Multilingual-CLIP
OpenAI CLIP text encoders for any language.
OpenAI recently released the paper Learning Transferable Visual Models From Natural Language Supervision in which they present the CLIP (Contrastive Language–Image Pre-training) model. This model is trained to connect text and images, by matching their corresponding vector representations using a contrastive learning objective. CLIP consists of two separate models, a visual encoder and a text encoder. These were trained on a wooping 400 Million images and corresponding captions. OpenAI has since released a set of their smaller CLIP models, which can be found on the official CLIP Github.
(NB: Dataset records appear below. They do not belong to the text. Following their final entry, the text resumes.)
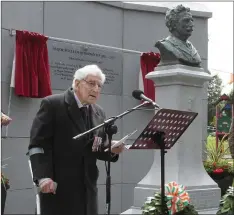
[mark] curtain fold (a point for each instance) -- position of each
(32, 73)
(149, 61)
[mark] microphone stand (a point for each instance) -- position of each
(110, 129)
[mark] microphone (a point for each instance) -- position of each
(139, 95)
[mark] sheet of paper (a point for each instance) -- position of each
(122, 140)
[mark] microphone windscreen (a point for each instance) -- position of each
(137, 94)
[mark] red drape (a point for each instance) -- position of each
(149, 61)
(32, 73)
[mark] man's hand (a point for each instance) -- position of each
(119, 149)
(5, 120)
(48, 186)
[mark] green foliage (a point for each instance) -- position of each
(227, 202)
(214, 92)
(231, 96)
(152, 206)
(213, 154)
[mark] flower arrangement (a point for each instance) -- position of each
(5, 181)
(217, 167)
(177, 201)
(227, 202)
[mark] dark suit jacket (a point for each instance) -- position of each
(71, 163)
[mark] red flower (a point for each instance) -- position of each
(218, 171)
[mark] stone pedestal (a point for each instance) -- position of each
(181, 87)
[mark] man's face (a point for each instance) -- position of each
(88, 89)
(184, 26)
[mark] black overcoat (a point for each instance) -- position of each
(71, 163)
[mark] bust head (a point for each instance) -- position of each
(180, 22)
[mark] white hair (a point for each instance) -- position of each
(83, 72)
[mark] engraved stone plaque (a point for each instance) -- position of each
(66, 58)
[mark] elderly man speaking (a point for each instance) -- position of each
(57, 158)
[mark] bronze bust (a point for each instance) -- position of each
(176, 49)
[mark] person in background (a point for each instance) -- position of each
(65, 168)
(5, 120)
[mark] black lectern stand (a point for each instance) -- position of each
(162, 132)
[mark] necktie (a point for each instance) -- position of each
(84, 111)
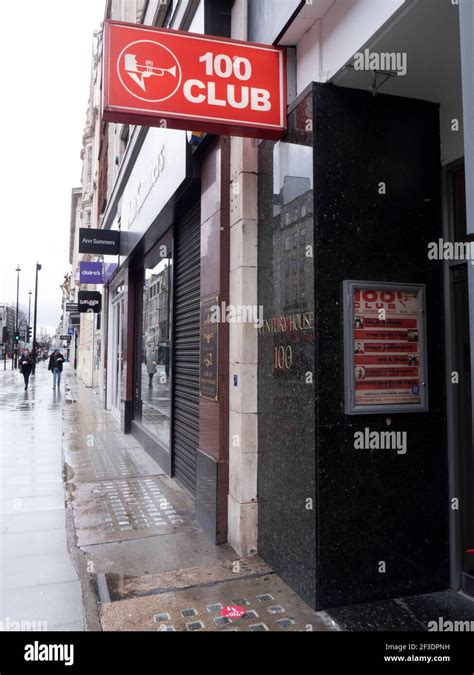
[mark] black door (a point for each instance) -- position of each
(186, 349)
We propose a fine-tuning to replace the original English text encoder with a pre-trained text model in any language. This method makes it possible to adapt the powerful CLIP model to any language in roughly 24 GPU hours.
This repository contains
- Pytorch inference code
- Tensorflow training code
- Pre-trained CLIP-Text encoders for multiple languages
- Training data and pre-computed CLIP text encodings for a large porton of the the image captions of GCC + MSCOCO + VizWiz
Requirements
While it is possible that other versions works equally fine, we have worked with the following:
- Python = 3.6.9
- Transformers = 4.1.1
- Model Weights
Usage
Download CLIP Model
$ conda install --yes -c pytorch pytorch=1.7.1 torchvision cudatoolkit=11.0
$ pip install ftfy regex tqdm
$ pip install git+https://github.com/openai/CLIP.git
Replace cudatoolkit=11.0
above with the appropriate CUDA version on your machine or cpuonly
when installing on a machine without a GPU.
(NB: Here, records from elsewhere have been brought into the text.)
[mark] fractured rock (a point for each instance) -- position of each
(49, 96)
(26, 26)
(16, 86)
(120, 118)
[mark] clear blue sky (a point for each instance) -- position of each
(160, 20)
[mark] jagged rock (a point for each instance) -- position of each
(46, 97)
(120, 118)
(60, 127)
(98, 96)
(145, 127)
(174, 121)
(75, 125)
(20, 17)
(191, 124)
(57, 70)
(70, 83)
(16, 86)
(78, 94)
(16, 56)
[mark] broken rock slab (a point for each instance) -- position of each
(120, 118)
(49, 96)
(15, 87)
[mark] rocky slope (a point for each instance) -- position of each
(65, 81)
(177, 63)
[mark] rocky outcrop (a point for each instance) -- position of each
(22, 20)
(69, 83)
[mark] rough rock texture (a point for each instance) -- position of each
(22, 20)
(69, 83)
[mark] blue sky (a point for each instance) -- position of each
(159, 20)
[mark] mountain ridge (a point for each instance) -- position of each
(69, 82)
For more information please see the official CLIP repostitory.
Download Linear Weights
# Linear Model Weights
$ bash get-weights.sh
Inference
from src import multilingual_clip
print(multilingual_clip.AVAILABLE_MODELS.keys())
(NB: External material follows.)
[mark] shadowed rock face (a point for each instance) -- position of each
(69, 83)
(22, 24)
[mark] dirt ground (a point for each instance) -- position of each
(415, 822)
model = multilingual_clip.load_model('M-BERT-Distil-40')
embeddings = model(['Älgen är skogens konung!', 'Wie leben Eisbären in der Antarktis?', 'Вы знали, что все белые медведи левши?'])
print(embeddings.shape)
# Yields: torch.Size([3, 640])
For a more elaborate example, comparing the textual embeddings to the CLIP image embeddings see this colab notebook.
Pre-trained Models
Every text encoder is a Huggingface available transformer, with an additional linear layer on top. Neither of the models have been extensively tested, but for more information and qualitative test results for a specific model, click the Model Name to see its model card.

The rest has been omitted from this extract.